В самые мрачные времена реакции ученые имели право жить и работать в других странах. Перечитывая недавно третий том «Курса русской истории» Ключевского, я отметил там следующее интересное историческое событие. В конце Смутного времени, а именно 4 февраля 1610 г., был заключен договор между послом Московского государства и польским королем Сигизмундом. Русские, обессиленные длительными междоусобными распрями, принуждены были согласиться на самые унизительные условия. Они готовы были признать сына Сигизмунда, Владислава, русским царем.

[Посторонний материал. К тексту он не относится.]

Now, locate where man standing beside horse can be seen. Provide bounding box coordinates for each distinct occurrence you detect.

Тем не менее представители Москвы пытались отстоять некоторые права – неприкосновенность православной веры, личную свободу каждого гражданина, запрещение наказаний без суда и т. д.… И вот в перечне личных прав каждого гражданина числится следующий пункт: «Каждому из народа московского для науки вольно ездить в другие государства христианские, и государь имущества за то отнимать не будет». Иначе говоря, более трехсот лет тому назад русские граждане имели полную свободу уезжать за границу для науки, т. е., очевидно, для того, чтобы там учиться. А теперь, когда наступил «социализм», лишают двух русских граждан звания академиков за то, что они остались жить за границей дольше положенного им срока. Попробовал бы ныне советский гражданин поехать в иноземные края для «науки». Если он только не связан с ГПУ и не выполняет какого-нибудь секретного задания, нечего ему шататься за границу, ибо «у нас наука находится на недосягаемой высоте и намного перегнала буржуазную науку».